If the universe is nondeterministic, then chaos theory doesn't apply and neither does the butterfly effect. 

Hi, I think I see what you mean. You can certainly say that the flap, as a part of the initial conditions, is part of the causes of the tornado. But this is true in the same sense in which all of the initial conditions are part of the cause of the tornado. The flap caused the tornado together with everything else. All the initial ocean temperatures, the position of the jet streams, the northern annular mode index, everything. If everything is the cause, then "being the cause of the tornado" is a property which carries exactly 0 bits of information, since everything is the cause.

I prefer to think that an event A "caused" another event B if the probability of B, conditioned on A happening, is at least greater than the prior probability of A.

The point is that in this scenario, the tornado does not occur unless the butterfly flaps its wings. That does not apply to "everything", necessarily, it only applies to other things which must exist for the tornado to occur. 

Probability is an abstraction in a deterministic universe (and, as I said above, the butterfly effect doesn't apply to a nondeterministic universe.) The perfectly accurate deterministic simulator doesn't use probability, because in a deterministic universe there is only one possible outcome given a set of initial conditions.
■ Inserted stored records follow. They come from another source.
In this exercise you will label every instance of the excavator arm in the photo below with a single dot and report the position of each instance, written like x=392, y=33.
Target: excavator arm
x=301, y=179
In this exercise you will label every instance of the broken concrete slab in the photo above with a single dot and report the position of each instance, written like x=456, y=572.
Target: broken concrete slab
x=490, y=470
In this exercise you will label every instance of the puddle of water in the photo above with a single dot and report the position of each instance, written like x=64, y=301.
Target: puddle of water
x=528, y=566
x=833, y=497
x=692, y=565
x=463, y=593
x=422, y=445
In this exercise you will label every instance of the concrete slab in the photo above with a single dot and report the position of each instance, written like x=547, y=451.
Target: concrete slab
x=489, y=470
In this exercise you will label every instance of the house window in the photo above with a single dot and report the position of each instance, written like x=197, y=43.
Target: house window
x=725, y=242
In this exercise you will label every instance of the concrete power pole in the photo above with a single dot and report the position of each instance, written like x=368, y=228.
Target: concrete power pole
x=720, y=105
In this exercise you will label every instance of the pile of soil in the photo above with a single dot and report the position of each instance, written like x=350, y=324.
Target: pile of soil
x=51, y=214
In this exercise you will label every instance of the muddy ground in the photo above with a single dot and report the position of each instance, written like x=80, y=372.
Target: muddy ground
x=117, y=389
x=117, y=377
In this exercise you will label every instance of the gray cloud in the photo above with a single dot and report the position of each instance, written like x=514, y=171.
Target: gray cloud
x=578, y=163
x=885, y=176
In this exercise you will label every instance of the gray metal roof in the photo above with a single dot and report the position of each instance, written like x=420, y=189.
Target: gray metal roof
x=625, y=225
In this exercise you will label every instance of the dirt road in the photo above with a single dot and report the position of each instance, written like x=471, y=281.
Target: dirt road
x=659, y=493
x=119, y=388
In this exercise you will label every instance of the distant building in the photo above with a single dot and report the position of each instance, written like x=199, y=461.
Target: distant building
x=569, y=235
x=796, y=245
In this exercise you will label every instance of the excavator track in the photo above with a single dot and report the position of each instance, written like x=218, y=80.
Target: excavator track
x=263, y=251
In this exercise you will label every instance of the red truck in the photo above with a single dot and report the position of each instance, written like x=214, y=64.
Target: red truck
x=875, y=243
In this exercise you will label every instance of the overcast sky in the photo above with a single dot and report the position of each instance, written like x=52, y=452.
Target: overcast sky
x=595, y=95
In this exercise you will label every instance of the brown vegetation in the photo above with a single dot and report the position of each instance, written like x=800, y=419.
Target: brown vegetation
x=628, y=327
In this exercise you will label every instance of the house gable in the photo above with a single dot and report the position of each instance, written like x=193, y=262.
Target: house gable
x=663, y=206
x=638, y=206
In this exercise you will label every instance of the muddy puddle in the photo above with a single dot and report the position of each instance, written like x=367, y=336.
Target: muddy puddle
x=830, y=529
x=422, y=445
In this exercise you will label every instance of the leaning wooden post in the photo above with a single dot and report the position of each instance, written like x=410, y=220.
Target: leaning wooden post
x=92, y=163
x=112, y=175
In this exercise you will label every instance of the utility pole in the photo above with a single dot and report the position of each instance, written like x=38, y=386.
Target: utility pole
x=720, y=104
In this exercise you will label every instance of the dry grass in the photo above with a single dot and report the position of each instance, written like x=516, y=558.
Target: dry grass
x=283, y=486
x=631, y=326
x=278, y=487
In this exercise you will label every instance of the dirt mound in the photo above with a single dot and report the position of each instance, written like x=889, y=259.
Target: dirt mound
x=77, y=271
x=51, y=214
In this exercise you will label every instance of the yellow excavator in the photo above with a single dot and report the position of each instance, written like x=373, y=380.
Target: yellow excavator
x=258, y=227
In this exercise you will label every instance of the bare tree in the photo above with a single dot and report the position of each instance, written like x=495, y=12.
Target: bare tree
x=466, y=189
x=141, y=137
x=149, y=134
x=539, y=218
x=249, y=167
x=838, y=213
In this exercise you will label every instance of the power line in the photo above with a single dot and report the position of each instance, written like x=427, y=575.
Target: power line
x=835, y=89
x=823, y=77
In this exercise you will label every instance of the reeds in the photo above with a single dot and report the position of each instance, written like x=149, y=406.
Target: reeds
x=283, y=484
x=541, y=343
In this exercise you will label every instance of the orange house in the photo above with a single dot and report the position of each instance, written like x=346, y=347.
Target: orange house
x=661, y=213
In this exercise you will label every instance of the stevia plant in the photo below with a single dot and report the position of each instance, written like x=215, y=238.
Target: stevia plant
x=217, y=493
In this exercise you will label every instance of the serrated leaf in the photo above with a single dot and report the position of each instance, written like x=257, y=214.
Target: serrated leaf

The simulation is essentially demonstrating "there is a set of initial conditions such that when butterfly flap = 0 there is no Texas tornado, but when butterfly flap = 1 and no other initial conditions are changed, there is a Texas tornado." 

I see, but you are talking about an extremely idiosyncratic measure (only two points) on the space of initial conditions. One could as easily find another couple of initial conditions, in which the wing flip prevents the tornado.

If there were a prediction market on tornadoes, its estimations should not change in neither direction after observing the butterfly.

"there is a set of initial conditions such that when butterfly flap = 0 there is no Texas tornado, but when butterfly flap = 1 and no other initial conditions are changed, there is a Texas tornado." 

Phrased this way it is obviously true.  

 

However, why are you saying that chaos requires determinism? I can think of some Markovian master equations with quite a chaotic behavior.

Imo the idea of butterfly effect carries (for most people) the same confusion as the idea of free will.

Causally weak events can result in disproportionately large downstream effects, but only under extremely specific conditions that happen to be unstable in just the right way. A random weak event producing an extremely strong outcome should, therefore, generally come as quite a surprise.